It has long been speculated that Black Holes may also have formed in the Big Bang that generated our entire universe, and the processes that could have formed BHs in this initial phase of the cosmos may have generated them with a very wide range of masses, possibly even BHs with a mass comparable to sky-scrapers [1] or lower. Such low-mass BHs would be tiny, with sizes comparable to subatomic elementary particles, and their gravitational force is so small that it would be much more difficult to detect them in space than their more massive stellar-mass BH counterparts.

And yet - one way of identifying such BHs had been proposed by Stephen Hawking [2] almost 50 years ago: In the vicinity of the event horizon that surrounds BHs of any size, quantum-physical processes cause the BHs themselves to 'evaporate' by emitting energetic particles and photons.

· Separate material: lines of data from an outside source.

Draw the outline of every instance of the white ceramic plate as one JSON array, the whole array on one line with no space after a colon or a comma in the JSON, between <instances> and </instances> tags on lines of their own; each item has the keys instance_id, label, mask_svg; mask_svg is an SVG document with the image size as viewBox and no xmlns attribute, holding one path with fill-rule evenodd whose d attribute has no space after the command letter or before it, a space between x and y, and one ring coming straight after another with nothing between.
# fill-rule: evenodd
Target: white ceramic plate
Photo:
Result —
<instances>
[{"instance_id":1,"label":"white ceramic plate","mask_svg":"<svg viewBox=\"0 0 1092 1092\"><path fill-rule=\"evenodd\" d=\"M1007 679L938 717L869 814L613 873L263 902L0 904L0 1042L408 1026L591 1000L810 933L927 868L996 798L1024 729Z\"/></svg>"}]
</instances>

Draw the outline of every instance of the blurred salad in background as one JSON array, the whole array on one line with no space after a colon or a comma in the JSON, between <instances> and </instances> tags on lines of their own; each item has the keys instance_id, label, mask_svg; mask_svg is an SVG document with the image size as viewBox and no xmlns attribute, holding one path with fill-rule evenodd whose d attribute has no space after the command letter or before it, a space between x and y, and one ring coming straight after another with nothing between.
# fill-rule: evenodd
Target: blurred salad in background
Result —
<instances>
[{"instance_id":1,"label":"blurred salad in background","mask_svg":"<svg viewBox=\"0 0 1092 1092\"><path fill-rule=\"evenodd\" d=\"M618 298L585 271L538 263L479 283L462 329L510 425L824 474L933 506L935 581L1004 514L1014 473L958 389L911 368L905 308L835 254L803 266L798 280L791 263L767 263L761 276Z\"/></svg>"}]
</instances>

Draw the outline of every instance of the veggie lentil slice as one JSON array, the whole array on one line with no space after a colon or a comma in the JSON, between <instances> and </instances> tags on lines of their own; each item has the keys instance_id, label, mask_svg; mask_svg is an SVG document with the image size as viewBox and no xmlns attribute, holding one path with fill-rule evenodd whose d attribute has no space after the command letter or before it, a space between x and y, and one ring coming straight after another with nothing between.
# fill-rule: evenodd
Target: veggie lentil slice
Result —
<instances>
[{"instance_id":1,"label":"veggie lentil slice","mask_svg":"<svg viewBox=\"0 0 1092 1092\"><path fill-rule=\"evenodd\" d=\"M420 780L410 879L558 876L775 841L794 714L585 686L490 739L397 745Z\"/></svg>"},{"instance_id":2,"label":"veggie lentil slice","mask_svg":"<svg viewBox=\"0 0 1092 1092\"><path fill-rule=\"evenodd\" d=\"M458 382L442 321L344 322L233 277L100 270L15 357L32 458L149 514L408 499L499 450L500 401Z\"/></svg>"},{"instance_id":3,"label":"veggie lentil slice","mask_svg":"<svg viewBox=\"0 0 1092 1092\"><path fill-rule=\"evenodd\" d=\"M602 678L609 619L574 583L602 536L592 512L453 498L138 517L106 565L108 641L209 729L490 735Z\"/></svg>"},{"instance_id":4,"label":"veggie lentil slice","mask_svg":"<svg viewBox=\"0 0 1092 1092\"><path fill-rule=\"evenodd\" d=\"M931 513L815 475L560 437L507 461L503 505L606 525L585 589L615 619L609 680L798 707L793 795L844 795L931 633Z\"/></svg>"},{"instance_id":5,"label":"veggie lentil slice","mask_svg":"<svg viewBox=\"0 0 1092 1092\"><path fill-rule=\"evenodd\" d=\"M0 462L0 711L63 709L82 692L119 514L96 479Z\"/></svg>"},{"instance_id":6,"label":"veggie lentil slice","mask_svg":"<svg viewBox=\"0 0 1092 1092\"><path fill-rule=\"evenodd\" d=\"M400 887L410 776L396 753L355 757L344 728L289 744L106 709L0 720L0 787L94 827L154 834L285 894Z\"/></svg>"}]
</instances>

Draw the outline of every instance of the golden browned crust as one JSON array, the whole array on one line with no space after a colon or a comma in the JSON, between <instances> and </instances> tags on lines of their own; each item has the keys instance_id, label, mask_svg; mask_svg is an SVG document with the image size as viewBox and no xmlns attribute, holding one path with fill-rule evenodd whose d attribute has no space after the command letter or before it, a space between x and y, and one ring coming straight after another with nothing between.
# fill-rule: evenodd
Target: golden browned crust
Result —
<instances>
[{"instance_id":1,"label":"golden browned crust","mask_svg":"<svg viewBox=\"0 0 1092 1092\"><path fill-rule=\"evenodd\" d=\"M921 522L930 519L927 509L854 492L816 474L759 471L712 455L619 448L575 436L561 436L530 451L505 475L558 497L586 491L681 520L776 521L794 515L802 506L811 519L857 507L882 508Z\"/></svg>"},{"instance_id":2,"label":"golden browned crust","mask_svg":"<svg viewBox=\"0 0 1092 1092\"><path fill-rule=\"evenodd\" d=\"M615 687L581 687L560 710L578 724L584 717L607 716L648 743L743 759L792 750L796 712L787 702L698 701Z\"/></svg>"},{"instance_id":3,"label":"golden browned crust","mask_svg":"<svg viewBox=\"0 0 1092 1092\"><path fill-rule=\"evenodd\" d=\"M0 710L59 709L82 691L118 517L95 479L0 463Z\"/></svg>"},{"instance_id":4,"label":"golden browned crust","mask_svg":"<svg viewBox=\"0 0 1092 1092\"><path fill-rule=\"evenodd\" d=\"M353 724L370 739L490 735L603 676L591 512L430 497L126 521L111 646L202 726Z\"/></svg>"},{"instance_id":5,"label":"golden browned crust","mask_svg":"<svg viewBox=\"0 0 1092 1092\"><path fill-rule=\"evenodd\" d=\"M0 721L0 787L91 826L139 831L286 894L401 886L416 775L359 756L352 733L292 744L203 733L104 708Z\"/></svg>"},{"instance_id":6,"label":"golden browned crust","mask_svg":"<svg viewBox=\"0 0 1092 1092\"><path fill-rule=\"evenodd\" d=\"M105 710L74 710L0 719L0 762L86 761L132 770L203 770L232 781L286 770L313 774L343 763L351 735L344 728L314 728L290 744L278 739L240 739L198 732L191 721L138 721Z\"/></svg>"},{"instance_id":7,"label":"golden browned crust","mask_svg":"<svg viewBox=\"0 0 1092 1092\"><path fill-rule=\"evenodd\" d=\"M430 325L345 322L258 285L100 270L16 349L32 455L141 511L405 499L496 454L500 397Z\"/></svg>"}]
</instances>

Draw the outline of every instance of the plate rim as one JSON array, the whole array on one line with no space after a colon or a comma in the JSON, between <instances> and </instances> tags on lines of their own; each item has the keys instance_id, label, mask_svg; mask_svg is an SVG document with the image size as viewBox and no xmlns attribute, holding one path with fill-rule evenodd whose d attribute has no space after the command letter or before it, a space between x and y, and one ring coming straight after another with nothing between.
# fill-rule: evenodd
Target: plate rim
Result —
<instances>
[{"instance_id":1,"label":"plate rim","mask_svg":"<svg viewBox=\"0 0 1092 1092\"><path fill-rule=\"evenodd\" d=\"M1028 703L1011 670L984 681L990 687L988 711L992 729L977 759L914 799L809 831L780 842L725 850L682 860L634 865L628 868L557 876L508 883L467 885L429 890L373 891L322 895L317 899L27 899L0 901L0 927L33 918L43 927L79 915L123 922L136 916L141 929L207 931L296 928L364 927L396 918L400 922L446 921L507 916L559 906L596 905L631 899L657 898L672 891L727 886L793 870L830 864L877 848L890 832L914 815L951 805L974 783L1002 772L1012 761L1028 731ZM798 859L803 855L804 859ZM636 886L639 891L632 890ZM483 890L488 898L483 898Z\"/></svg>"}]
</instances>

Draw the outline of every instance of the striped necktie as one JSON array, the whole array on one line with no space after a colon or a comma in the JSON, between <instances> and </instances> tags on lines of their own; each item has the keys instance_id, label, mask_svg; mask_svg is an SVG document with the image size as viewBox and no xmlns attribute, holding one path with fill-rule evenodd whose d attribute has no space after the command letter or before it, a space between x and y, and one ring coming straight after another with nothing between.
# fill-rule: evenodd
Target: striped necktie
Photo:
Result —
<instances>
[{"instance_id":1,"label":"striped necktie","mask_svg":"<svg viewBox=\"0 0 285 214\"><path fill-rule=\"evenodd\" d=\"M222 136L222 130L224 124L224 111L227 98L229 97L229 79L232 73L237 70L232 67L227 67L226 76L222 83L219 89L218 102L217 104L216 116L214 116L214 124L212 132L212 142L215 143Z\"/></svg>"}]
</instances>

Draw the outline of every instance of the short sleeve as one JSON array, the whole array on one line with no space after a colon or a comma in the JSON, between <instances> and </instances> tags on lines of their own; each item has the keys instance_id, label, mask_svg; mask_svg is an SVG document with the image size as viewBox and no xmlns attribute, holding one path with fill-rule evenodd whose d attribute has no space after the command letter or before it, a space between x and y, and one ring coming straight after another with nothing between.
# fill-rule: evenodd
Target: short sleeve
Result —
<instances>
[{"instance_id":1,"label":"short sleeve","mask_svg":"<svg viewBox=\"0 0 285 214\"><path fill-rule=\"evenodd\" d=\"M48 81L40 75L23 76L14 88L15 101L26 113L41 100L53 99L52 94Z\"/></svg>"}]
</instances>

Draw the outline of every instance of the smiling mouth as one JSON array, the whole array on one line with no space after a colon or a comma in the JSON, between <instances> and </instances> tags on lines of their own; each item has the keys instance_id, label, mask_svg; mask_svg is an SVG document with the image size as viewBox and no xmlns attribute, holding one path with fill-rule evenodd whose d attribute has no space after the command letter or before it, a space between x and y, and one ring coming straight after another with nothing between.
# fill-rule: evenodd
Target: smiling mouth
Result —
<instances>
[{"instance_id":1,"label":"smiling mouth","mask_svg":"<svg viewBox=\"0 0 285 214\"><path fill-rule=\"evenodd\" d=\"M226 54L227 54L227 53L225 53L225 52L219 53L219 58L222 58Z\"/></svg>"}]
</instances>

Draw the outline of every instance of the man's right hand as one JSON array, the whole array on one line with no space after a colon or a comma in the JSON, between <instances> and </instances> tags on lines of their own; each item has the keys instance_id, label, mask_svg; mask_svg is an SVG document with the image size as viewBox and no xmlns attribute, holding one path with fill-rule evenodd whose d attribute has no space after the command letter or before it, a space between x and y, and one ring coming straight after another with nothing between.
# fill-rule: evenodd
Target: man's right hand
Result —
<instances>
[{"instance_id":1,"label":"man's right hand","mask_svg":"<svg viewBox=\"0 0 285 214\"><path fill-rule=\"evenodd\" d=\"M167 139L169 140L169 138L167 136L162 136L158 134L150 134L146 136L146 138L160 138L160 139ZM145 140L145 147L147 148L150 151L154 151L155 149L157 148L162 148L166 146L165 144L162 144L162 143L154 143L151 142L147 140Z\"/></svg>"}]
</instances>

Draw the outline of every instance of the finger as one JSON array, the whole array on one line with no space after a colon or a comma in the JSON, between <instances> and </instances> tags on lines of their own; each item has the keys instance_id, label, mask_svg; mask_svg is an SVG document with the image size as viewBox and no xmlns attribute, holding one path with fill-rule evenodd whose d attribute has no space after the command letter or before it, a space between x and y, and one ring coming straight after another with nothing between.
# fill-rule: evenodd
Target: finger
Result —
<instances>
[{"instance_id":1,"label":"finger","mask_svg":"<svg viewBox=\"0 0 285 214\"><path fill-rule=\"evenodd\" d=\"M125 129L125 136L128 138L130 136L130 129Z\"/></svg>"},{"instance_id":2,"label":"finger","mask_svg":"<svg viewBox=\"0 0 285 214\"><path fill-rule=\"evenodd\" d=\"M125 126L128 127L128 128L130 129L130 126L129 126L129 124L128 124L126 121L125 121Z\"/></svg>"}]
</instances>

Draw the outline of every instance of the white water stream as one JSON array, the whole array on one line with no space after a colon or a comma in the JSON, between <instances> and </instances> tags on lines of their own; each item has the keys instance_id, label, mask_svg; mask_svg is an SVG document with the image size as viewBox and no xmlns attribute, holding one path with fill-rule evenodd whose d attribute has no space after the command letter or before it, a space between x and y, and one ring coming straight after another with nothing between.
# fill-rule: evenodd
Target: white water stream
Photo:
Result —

This so-called Hawking radiation has very little effect on all but the least massive BHs, but the latter effectively loose all their mass over a period in time as long as the age of the universe.

The evaporation process speeds up until it ultimately results in a brief explosion as the last remnants of the BH give rise to a flash of very-high-energy photons and relativistic particles - very much like a fast and furious fire cracker (see Fig. 1). In our age, 13 billion years after the big bang, BHs that were formed initially with masses of about hundred million tons, end their lives in such bursts.

fig1
Fig. 1: An artist illustration of the process of Black Hole evaporation and Hawking temperature. As the Black Hole mass diminishes, its temperature increases and a variety of elementary particles (photons, neutrinos, electrons, quarks) are emitted. Image credit: [4]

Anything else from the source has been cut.